Bir nesne, bir kere ulaşıldıktan sonra, her zaman yeni baştan geri kaçar. Bu dilemmada, psikanalizdeki dürtü kavramının doğasını, daha doğrusu Lacan’ın dürtünün amacı ile hedefi arasında yaptığı ayrımı göremiyor musunuz? Hedef nihai varış yeridir, oysa amaç yapmak istediğimiz şey, yani yolun kendisidir. Lacan’ın söylemek istediği, dürtünün gerçek maksadının hedefi (tam olarak orgazm) değil, amacı olduğudur: Dürtünün nihai amacı dürtü olarak kendini yenilemek, dairesel yoluna dönmek, hedefe gidip gelen yolunu sürdürmektir. Asıl keyif kaynağı bu kapalı dairenin tekrara dayalı hareketidir.

Sisifos’un paradoksu da burada yatar: Taşı bir kere ulaştırınca, eyleminin asıl amacının yolun kendisi olduğunu, bir inip bir çıkmak olduğunu kavrar. Peki, ne zaman bir nesne küçültülmeye ve yok edilmeye çalışılsa libidinal etkisinin artması şeklindeki paradoksal deneyimle nerede karşılaşırız? neden ona yaklaştıkça kalbimiz hızlanır RAHATSIZ oluruz?
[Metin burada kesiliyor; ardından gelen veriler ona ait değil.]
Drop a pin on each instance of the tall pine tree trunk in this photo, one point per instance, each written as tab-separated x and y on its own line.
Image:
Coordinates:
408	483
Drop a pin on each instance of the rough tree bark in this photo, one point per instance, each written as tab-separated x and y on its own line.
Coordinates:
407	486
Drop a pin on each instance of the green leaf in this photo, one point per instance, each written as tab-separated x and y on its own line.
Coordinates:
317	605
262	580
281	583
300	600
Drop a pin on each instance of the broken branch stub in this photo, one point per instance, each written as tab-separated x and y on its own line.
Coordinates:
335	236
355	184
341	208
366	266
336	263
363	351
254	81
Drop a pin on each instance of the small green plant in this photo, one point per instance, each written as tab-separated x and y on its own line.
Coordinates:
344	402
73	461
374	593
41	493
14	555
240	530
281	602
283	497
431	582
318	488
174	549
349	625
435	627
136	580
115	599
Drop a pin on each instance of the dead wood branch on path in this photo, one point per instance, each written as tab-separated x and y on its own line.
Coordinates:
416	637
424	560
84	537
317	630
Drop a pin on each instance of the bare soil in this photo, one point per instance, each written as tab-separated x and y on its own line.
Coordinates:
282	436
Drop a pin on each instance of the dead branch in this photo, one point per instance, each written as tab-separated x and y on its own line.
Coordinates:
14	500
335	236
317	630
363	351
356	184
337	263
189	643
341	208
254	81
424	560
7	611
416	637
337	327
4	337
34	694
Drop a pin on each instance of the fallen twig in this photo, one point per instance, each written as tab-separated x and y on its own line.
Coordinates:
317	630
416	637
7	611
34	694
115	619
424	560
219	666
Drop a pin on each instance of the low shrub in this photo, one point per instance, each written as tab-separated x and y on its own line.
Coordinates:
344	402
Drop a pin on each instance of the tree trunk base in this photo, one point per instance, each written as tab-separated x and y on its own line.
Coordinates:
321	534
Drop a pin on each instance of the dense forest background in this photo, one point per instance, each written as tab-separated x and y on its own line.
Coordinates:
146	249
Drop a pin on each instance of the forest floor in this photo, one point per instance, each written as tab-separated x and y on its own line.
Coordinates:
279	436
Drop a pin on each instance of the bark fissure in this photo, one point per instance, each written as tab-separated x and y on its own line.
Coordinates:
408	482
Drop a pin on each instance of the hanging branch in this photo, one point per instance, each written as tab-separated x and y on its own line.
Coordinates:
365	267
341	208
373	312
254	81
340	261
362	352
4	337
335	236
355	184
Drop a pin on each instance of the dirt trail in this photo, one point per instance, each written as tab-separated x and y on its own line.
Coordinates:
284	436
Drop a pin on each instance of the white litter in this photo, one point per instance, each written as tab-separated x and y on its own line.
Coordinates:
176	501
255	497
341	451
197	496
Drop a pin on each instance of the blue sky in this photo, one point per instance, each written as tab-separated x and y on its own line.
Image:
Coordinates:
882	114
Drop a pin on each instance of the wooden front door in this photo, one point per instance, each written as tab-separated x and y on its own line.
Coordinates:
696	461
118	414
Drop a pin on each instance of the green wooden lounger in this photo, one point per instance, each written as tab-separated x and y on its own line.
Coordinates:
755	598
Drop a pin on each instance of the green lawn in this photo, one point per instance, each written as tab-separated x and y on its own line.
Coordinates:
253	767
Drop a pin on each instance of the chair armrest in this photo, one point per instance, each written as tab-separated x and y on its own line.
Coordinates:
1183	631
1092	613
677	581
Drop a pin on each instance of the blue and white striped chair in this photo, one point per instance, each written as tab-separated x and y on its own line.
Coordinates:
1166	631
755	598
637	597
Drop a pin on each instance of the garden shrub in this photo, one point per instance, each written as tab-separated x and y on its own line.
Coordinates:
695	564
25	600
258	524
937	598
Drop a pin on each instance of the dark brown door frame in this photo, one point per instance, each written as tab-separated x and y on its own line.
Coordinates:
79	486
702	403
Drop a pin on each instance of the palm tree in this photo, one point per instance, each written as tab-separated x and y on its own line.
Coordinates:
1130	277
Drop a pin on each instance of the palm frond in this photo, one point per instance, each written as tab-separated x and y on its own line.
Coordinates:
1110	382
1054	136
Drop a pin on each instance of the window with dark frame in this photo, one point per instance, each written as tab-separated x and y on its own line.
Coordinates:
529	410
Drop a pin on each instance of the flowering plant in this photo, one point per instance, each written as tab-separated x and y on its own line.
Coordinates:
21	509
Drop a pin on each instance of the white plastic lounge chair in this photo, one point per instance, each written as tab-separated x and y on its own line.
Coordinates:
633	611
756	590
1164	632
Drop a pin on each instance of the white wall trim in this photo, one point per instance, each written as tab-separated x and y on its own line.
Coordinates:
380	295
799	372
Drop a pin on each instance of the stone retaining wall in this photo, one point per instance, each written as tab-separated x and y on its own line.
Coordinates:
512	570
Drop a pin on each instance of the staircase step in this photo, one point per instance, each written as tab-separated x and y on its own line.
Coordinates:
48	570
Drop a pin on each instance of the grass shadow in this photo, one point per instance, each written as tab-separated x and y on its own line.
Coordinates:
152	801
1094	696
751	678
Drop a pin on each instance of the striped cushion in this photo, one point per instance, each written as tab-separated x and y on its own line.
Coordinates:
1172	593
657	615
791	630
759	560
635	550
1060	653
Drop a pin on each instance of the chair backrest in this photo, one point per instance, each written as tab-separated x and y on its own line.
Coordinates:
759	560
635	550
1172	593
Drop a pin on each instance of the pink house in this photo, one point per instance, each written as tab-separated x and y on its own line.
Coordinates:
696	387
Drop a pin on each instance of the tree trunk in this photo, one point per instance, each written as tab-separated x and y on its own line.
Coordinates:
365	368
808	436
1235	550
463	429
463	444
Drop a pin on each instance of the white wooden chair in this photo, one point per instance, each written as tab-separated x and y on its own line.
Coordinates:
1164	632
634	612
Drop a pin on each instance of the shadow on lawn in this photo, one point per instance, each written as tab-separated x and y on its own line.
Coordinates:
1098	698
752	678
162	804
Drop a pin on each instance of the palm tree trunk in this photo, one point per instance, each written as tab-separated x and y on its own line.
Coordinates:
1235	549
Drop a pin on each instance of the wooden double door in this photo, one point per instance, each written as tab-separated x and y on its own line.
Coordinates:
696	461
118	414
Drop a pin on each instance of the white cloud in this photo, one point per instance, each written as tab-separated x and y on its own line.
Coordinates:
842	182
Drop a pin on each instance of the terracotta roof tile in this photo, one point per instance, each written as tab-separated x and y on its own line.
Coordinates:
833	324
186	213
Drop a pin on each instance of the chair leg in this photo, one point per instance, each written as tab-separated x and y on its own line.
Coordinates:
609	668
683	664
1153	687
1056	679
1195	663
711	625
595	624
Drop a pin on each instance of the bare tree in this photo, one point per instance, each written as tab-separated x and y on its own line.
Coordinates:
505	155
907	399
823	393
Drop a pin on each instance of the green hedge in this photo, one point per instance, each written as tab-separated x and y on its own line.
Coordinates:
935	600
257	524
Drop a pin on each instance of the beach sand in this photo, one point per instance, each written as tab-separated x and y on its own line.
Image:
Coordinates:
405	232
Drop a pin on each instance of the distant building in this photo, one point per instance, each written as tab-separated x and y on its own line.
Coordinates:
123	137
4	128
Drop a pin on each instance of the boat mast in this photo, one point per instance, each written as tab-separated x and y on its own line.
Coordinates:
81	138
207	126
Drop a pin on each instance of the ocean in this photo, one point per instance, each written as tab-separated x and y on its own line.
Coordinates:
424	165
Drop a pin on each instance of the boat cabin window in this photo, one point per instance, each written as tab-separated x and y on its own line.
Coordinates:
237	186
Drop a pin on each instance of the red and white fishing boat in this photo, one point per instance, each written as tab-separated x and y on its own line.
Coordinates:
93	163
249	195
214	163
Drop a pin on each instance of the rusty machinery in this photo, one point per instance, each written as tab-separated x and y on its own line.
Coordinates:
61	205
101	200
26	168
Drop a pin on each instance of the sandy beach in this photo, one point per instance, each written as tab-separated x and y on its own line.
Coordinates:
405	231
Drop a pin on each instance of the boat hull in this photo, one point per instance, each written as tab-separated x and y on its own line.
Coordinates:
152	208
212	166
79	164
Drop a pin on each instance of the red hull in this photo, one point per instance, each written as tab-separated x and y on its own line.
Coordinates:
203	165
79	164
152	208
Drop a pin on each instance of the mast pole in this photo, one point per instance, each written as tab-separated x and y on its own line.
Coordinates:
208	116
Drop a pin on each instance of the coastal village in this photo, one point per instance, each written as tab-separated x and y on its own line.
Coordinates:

Buna şöyle bir örnek verilebilir: Yahudi figürünün Nazi söyleminde nasıl işlev gördüğünü ele alalım. Yahudiler ne kadar imha edilir, yok edilir, sayıları ne kadar azalırsa, adeta tehditleri gerçeklikteki azalmalarıyla orantılı olarak artıyormuşçasına geri kalanlar da o kadar tehlikeli hale gelir. Öznenin, artı-keyfi (mutluluğunu engelleyen korkuluk eksikliği) cisimleştiren korkunç nesneyle kurduğu ilişkinin de numunelik bir örneğidir bu: “Ona karşı ne kadar savaşırsak, üzerimizdeki gücü o kadar artar.”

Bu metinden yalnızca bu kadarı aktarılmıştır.